台風や大雨等は主に屋外イベントで想定されるリスクですが、屋内イベントであっても交通機関の不通や出演キャンセル等による中止・延期の可能性は十分に考えられます。

イベント保険は契約ごとに細かくカスタマイズできる商品がほとんどですので、屋内であれば交通機関の事故や出演キャンセル、屋外の場合は台風や大雨といった悪天候による中止・延期の損害を補償範囲に含めるようにすると良いでしょう。

保険金の支払いを受けられないケース

保険金の支払いを受けられないケース

イベント保険に加入していても、以下のようなケースでは保険金を受け取ることができません。

  • イベント関係者の故意による中止・延期
  • 重過失または法令違反による中止・延期
  • イベント関係者の解散・破産・資金不足による中止・延期
  • 売上不足・顧客不足等による中止・延期
  • 持病の再発や妊娠・出産、また薬物の服用や自傷行為といった特定の事由による出演者のキャンセル
  • イベント関係者の犯罪行為・闘争行為・逮捕・出入国拒否、・権力の行使による中止・延期
  • 政変・国交断絶・国家的服喪・経済恐慌・物価騰貴等による中止・延期
  • 戦争・暴動・地震・噴火・津波等による中止・延期
  • 重症急性呼吸器症候群・新型インフルエンザ等の感染症の発生に起因する損害 等

近年は新型コロナウイルスの感染拡大によってイベント開催が中止・延期となるケースも珍しくありませんが、現状、新型コロナウイルスはイベント保険の補償対象外となる場合がほとんどです。

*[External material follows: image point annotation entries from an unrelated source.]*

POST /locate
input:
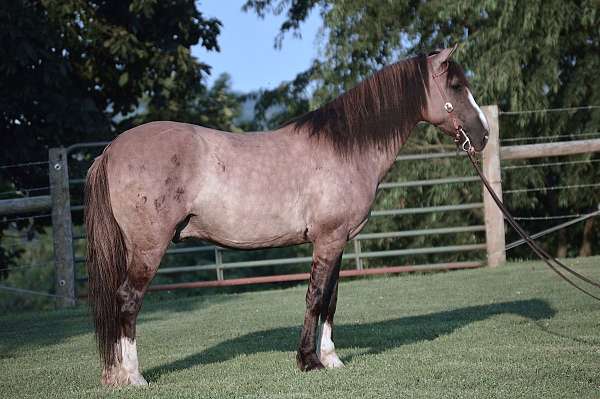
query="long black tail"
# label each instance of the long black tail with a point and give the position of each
(106, 262)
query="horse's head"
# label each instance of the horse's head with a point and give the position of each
(450, 104)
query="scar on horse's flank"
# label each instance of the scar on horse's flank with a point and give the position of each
(179, 194)
(317, 182)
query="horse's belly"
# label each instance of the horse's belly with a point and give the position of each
(245, 229)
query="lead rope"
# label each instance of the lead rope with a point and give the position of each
(550, 261)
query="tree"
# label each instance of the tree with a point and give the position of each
(70, 67)
(519, 55)
(76, 70)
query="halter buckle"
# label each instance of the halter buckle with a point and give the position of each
(466, 145)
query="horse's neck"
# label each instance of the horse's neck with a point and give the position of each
(383, 158)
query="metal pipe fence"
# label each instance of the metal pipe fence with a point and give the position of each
(482, 224)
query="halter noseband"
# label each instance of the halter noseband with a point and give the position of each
(449, 108)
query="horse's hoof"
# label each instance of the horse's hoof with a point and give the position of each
(309, 362)
(331, 360)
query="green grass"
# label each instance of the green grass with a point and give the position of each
(514, 331)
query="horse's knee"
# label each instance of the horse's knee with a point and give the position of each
(130, 301)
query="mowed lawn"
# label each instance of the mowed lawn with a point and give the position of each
(514, 331)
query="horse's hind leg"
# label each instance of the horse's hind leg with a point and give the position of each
(323, 278)
(142, 268)
(327, 353)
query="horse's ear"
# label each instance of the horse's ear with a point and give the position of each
(441, 56)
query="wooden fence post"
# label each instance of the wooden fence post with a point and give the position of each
(494, 220)
(61, 227)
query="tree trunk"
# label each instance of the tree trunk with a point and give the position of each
(586, 242)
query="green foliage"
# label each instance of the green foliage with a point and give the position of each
(520, 55)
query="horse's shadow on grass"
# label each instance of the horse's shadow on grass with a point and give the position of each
(374, 337)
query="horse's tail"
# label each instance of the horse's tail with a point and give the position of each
(106, 262)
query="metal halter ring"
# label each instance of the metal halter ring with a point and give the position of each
(466, 145)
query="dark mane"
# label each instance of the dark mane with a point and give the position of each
(379, 110)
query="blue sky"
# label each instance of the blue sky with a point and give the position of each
(247, 51)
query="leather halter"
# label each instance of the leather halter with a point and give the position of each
(449, 108)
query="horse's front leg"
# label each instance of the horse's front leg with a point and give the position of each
(321, 286)
(327, 353)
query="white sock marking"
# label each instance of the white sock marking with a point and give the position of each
(327, 353)
(479, 111)
(130, 361)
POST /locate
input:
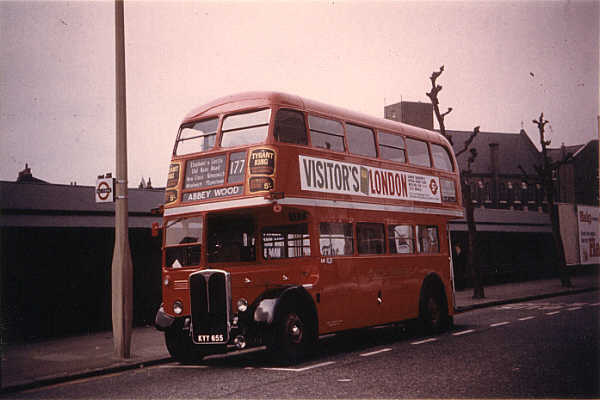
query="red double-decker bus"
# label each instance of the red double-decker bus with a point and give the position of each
(286, 219)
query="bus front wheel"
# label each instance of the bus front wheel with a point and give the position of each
(180, 346)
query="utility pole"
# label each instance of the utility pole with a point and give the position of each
(122, 267)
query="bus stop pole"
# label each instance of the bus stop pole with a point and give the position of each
(122, 267)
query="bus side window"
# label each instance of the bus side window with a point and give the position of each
(401, 239)
(370, 238)
(428, 239)
(326, 133)
(418, 154)
(336, 239)
(290, 127)
(360, 141)
(288, 241)
(391, 147)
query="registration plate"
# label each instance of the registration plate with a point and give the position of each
(210, 338)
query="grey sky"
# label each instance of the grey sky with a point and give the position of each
(57, 70)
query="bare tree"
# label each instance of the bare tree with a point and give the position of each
(472, 264)
(546, 172)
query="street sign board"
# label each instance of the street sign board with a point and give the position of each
(105, 190)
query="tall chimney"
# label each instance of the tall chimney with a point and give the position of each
(494, 171)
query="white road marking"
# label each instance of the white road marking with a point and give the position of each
(301, 369)
(463, 332)
(376, 352)
(425, 341)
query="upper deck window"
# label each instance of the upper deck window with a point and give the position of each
(245, 129)
(418, 153)
(197, 137)
(441, 158)
(326, 133)
(290, 127)
(391, 147)
(360, 141)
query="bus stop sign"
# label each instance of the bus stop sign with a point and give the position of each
(105, 190)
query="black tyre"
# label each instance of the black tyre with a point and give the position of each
(293, 337)
(180, 346)
(433, 312)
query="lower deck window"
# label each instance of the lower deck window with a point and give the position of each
(371, 238)
(183, 242)
(288, 241)
(336, 239)
(401, 239)
(428, 239)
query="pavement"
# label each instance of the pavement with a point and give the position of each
(40, 363)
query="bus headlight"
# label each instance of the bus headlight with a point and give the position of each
(242, 305)
(177, 307)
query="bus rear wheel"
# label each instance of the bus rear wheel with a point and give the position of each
(292, 338)
(433, 312)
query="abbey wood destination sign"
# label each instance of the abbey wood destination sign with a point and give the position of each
(329, 176)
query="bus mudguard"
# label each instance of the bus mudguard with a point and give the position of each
(269, 304)
(163, 321)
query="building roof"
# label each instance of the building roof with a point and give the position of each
(514, 150)
(36, 204)
(562, 152)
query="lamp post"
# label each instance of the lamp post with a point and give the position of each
(122, 267)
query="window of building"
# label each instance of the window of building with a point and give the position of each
(326, 133)
(245, 129)
(336, 239)
(418, 154)
(371, 238)
(428, 239)
(441, 157)
(290, 127)
(401, 239)
(391, 147)
(288, 241)
(197, 137)
(360, 140)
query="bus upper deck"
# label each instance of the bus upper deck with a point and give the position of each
(259, 148)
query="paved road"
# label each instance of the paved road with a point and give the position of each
(546, 348)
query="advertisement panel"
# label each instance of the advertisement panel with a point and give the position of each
(589, 234)
(330, 176)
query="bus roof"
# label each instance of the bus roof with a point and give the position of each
(250, 100)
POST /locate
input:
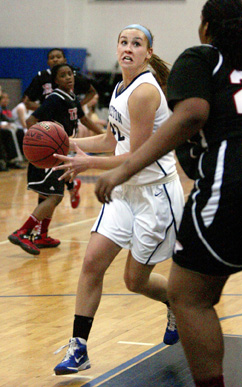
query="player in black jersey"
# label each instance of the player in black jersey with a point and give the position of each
(205, 94)
(62, 106)
(41, 87)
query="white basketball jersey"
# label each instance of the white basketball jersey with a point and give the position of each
(120, 124)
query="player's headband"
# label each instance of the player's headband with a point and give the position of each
(143, 29)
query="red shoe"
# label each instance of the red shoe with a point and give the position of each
(42, 240)
(23, 239)
(75, 197)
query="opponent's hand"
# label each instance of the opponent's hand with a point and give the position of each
(72, 165)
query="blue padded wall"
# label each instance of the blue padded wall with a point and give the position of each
(24, 63)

特約を利用することで補償範囲に含められるケースもありますが、新型コロナに起因するイベント中止は基本的に補償されないという点を理解しておきましょう。

興行中止に伴うイベント保険の活用方法まとめ

興行中止に伴うイベント保険の活用方法まとめ

  • 興行中止保険とは、台風や大雨等の悪天候をはじめとする不測かつ突発的な事由でイベントが中止・延期となった場合の損害を補償するためのイベント保険
  • イベント準備にかかった費用や中止・延期に伴ってかかった追加費用の補償を契約の範囲内で受けられる
  • 新型コロナウイルスをはじめ、イベント中止の事由によっては補償を受けられないケースもある点に注意が必要

イベントの規模が大きくなるほど、中止・延期となった場合の損害やリスクも大きくなるため、イベント保険等を活用して万が一に備えておくことが大切です。

特に、梅雨や台風シーズンにイベント開催を予定している主催者・責任者の方は、ぜひ興行中止保険への加入を検討してみてください。